Ethnicity data from health records of over 61 million people studied in detail for first time  

Ethnicity data from health records of over 61 million people studied in detail for first time  

In research published in Nature Scientific Data, ethnicity data from general practice and hospital records of more than 61 million people in England has been studied in detail in for the first time. 

Researchers assessed the available details of ethnicity data from different sources of NHS records in England. They showed that much more detailed classification of ethnicity is possible than health researchers typically use. They also highlighted that ethnicity information was missing for almost one in 10 patients, while around 12% of patients had conflicting ethnicity codes in their patient records. 
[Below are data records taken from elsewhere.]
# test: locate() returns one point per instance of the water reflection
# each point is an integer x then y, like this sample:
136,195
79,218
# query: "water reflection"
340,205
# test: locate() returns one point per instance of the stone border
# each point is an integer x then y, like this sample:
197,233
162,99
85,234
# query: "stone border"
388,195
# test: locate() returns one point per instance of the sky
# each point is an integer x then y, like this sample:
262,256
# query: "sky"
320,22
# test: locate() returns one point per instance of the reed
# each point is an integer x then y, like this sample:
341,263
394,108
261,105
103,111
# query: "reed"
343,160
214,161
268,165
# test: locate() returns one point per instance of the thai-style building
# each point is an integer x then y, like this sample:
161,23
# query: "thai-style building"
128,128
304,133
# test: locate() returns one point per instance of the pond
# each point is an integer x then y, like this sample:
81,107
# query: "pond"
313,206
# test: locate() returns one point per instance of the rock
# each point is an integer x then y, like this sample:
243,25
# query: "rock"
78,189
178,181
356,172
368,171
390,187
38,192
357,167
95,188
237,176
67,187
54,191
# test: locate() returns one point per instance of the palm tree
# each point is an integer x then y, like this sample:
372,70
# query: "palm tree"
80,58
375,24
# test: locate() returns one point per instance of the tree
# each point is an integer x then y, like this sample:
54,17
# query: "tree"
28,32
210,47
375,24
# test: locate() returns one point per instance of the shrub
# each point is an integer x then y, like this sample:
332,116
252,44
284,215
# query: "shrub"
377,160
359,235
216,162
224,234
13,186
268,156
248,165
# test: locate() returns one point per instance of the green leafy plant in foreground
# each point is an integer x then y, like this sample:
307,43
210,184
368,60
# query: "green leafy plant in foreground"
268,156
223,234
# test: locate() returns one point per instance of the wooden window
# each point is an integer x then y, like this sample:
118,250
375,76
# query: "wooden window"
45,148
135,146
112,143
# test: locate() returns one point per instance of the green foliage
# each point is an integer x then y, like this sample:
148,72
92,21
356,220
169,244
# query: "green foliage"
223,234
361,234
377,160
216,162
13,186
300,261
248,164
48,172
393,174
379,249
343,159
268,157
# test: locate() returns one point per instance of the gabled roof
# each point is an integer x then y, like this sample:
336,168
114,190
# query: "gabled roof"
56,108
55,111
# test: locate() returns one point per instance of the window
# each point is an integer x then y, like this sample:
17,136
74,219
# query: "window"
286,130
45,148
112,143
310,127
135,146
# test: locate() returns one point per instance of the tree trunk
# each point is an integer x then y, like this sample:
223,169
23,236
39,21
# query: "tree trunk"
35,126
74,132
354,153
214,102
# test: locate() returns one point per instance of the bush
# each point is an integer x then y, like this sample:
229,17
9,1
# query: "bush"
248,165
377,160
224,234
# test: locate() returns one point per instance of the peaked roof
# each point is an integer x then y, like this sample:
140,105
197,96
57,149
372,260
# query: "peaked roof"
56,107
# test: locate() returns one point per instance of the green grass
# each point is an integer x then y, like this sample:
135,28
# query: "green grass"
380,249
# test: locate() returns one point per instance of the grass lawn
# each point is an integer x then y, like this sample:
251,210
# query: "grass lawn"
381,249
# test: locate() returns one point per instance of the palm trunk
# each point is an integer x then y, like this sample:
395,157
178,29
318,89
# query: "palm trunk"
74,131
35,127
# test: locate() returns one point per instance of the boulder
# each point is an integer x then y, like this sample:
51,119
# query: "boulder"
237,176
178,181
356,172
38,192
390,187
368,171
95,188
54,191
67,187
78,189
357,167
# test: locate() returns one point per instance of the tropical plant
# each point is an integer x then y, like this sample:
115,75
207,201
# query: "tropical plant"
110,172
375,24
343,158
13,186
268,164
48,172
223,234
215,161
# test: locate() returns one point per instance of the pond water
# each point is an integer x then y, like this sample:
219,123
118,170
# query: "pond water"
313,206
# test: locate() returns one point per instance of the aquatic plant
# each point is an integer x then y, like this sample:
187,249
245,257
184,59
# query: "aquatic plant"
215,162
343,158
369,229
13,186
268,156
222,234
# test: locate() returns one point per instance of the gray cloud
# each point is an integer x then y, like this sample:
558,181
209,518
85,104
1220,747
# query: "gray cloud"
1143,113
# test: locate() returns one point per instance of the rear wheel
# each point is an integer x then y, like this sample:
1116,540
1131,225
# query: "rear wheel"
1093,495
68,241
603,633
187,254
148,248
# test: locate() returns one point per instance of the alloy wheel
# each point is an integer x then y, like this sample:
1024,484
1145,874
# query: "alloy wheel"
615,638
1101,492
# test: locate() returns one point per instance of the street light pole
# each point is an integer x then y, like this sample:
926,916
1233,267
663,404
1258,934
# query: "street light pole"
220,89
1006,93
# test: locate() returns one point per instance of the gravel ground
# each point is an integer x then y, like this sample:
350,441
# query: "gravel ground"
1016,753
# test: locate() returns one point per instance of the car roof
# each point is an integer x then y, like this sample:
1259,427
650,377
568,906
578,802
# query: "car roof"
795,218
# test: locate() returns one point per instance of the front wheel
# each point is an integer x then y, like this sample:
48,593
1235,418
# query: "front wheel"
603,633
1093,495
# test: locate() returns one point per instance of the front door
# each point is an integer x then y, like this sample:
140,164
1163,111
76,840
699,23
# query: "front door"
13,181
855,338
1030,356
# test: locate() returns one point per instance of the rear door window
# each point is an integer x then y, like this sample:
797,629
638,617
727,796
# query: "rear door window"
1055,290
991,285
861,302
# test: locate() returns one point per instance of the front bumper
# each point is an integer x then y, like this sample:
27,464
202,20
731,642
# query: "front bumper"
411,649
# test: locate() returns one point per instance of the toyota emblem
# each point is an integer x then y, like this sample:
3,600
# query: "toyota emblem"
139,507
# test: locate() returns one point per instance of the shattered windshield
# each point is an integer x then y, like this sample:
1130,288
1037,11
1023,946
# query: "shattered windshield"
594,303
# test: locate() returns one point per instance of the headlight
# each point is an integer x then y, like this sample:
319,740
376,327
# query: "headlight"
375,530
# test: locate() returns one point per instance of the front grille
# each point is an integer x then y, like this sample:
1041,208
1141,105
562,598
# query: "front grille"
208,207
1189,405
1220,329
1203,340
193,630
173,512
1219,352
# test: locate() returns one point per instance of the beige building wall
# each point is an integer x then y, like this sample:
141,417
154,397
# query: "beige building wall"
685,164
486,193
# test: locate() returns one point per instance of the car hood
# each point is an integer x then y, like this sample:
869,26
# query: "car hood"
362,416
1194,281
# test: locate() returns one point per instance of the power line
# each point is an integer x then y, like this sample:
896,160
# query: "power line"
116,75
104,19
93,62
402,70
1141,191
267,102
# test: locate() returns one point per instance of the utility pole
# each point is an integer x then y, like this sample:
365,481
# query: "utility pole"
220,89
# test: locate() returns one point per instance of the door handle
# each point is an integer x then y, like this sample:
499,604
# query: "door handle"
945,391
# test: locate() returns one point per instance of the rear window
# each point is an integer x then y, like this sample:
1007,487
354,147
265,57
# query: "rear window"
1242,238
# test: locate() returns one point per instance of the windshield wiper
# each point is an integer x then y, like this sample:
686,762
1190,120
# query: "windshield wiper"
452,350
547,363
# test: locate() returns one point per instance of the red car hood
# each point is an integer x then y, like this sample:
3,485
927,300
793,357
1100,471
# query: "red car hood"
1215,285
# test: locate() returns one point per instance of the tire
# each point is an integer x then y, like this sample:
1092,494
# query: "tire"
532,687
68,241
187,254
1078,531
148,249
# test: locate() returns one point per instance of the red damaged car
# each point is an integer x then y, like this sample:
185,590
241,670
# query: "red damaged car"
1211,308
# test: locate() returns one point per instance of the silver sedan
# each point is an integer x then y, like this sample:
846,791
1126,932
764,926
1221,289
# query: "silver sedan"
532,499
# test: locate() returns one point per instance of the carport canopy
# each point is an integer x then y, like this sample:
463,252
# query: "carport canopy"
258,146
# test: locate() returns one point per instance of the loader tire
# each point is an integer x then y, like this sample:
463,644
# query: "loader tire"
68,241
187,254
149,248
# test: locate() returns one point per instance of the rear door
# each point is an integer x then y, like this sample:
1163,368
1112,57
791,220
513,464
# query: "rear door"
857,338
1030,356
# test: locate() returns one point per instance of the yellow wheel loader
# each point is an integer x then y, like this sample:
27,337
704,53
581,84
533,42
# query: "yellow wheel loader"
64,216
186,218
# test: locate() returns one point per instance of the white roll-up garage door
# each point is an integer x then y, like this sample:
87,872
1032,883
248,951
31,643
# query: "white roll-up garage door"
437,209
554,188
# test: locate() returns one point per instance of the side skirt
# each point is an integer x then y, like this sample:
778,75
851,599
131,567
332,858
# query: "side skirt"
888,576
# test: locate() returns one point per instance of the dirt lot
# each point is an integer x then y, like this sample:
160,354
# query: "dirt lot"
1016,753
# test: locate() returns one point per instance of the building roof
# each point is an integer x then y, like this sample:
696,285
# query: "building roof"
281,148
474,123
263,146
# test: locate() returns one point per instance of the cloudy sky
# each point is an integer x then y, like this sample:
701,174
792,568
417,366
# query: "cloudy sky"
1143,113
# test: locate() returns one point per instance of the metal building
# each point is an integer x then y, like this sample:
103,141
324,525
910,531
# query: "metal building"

The study was led by researchers at the University of Oxford, University College London and the Centre for Ethnic Health Research, and made possible through the support of Health Data Research UK (HDR UK) and the British Heart Foundation (BHF) Data Science Centre. The researchers analysed de-identified data on ethnicity and other characteristics from general practice and hospital health records, accessed safely within NHS England’s Secure Data Environment (SDE). It is the first part of a three-phase project aiming to reduce bias in AI health prediction models. 

Sara Khalid, Associate Professor of Health Informatics and Biomedical Data Science at NDORMS, said: “Because AI-based healthcare technology depends on the data that is fed into it, a lack of representative data can lead to biased models that ultimately produce incorrect health assessments. Better data from real-world settings, such as the data we have collected, can lead to better technology and ultimately better health for all.”